После выпитого вина гостям захотелось музыки. Стали упрашивать спеть юношу, который принадлежал к кружку учителей и был одним из «учеников» Грикора. Асаян, так звали этого тонкого, словно жердь, юношу, слыл хорошим певцом и знал множество народных песен. Но Асаян, как это водится у певцов, отнекивался: без аккомпанемента петь невозможно, тар он оставил дома, пойти за ним – слишком много времени уйдет… Жюльетта хотела уже послать наверх за своим граммофоном – наверное, только немногим жителям Йогонолука было знакомо это чудо техники.
Спас положение аптекарь. Метнув в своего постояльца многозначительный взгляд, он провозгласил:
– Да ведь здесь среди нас есть музыкант.
Гонзаго не заставил долго просить себя, сел за рояль.
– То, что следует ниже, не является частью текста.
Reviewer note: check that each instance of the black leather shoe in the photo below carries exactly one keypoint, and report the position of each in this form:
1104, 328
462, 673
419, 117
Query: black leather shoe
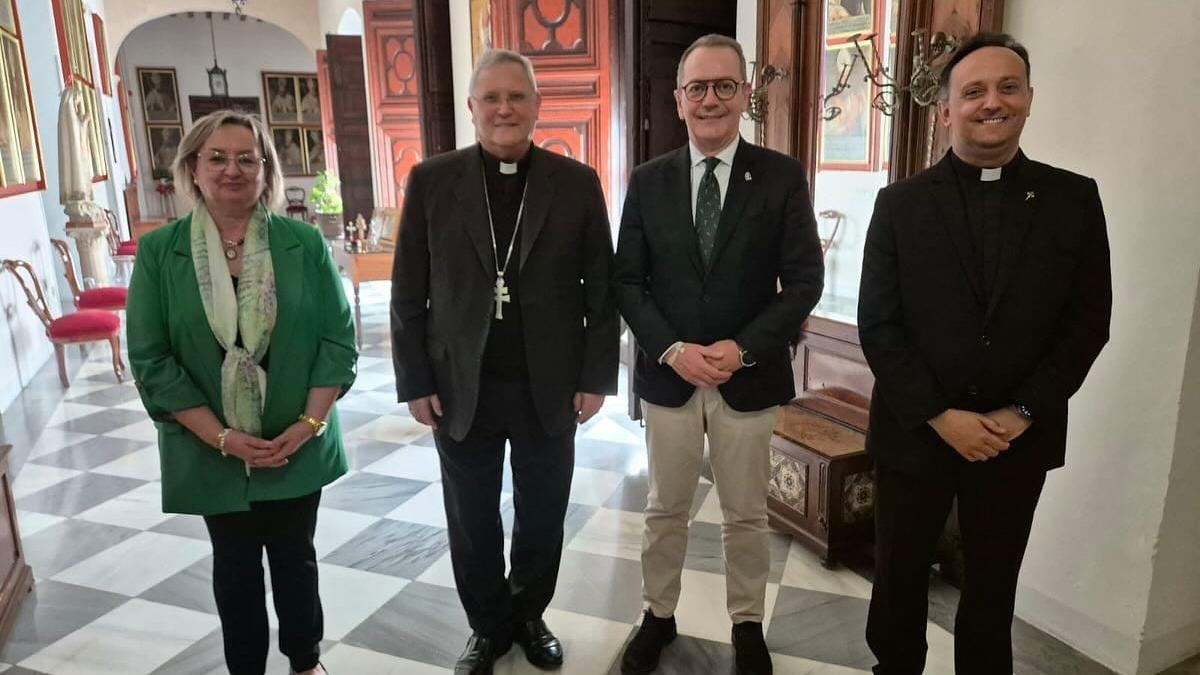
750, 653
642, 652
541, 647
480, 653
– Один из двенадцати роялей, имеющихся в Сирии, – сказал Габриэл, – четверть века назад был выписан из Вены для моей матери. Кристофор рассказывал, что мой брат Аветис пригласил из Алеппо настройщика, чтобы привести рояль в порядок. Последние недели перед своей кончиной Аветис часто играл. А я и не знал, что он музицирует…
Гонзаго взял несколько аккордов. Но, как видно, пианист был не в настроении, его сковывало то, что надо играть для неискушенных слушателей, что был поздний час и что всем хотелось легкой музыки. Склонившись над клавиатурой, он сидел в небрежной позе, с сигаретой в зубах, а пальцы его все глубже и глубже увязали в минорных созвучиях. «Расстроен, ужасно расстроен», – бормотал он и оттого, может быть, не в силах был вырваться из этой скорбной гармонии. Тень скуки и усталости легла на его лицо, еще недавно такое привлекательное.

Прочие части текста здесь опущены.